Christian Estrosi veut s’orienter vers un tourisme plus vert, plus vertueux, plus luxueux. Les gros bateaux, «c’est le tourisme du monde d’avant, et ça n’a plus rien à faire en Méditerranée et en France, estime l’élu. Ces bateaux, c’est un peu au tourisme ce que le fast-food est à la gastronomie.» Mais la Côte d’Azur est-elle prête pour ce tourisme haut-de-gamme ? Il faut que les infrastructures hôtelières, de restauration et de loisirs suivent. Et cela veut aussi dire s’extraire du tourisme bon marché. Pour la conseillère écologiste SE Hélène Granouillac, «une telle mesure n’est acceptable qu’en y associant certaines conditions préalables [dont] la justice sociale. Le «tourisme premium» défendu par la collectivité exclut le droit à naviguer de plus modestes.»

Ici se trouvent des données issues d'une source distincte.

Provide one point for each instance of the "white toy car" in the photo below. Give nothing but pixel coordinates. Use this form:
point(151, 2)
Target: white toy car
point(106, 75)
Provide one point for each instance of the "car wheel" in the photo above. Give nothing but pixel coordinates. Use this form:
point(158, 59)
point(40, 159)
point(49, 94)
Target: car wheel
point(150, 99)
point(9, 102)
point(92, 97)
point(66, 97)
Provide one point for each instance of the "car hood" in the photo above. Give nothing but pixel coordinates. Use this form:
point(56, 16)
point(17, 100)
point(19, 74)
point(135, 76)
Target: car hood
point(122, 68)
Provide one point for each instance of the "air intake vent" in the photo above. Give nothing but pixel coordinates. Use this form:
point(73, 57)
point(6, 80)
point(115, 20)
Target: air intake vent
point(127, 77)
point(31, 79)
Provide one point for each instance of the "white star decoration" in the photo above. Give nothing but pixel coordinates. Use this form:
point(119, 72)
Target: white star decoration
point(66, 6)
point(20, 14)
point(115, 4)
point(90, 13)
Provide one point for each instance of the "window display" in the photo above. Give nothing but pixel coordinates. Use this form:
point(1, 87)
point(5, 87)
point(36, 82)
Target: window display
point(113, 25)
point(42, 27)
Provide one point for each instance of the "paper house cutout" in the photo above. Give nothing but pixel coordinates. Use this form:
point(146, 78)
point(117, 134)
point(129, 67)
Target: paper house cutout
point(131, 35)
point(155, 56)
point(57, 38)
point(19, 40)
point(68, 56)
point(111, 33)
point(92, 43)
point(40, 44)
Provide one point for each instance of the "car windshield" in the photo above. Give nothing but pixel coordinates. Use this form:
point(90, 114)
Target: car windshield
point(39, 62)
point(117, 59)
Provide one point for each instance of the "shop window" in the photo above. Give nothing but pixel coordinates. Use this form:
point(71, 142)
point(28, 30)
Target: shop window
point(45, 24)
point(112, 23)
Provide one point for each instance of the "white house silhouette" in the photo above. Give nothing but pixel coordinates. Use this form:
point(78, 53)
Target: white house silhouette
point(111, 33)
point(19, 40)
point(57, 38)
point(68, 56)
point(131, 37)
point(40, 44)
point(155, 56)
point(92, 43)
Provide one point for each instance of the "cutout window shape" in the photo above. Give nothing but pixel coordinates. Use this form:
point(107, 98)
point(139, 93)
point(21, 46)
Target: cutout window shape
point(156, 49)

Si les croisières ne peuvent plus accoster sur la métropole de Nice, où vogueront-elles sur la Côte d’Azur ? La ville de Cannes mène ce même combat depuis 2018. Mais les paquebots continuent de mouiller au large, un endroit qui relève de la responsabilité de l’Etat. Le maire LR David Lisnard milite donc pour un pouvoir de police au-delà de la bande des 300 mètres. Le 12 novembre encore, il écrivait au Premier ministre Michel Barnier pour l’avertir que les maires «ne disposent d’aucun pouvoir ou prérogatives pour contrôler les navires». En attendant, David Lisnard fait signer aux 32 compagnies maritimes qui croisent dans sa baie une charte environnementale. En 2023, sa baie a accueilli 175 escales et 400 000 passagers. Cannes affiche complet.
A Villefranche-sur-Mer, le chauffeur de taxi Farid Rouabah attend le prochain paquebot. Il proposera une course vers le musée Chagall à Nice ou les ruelles de Saint-Paul-de-Vence : «On les emmène partout.» Farid Rouabah dispose des dates d’escale jusqu’en décembre 2025. Sauf si l’interdiction vient contrarier les plans de voyage.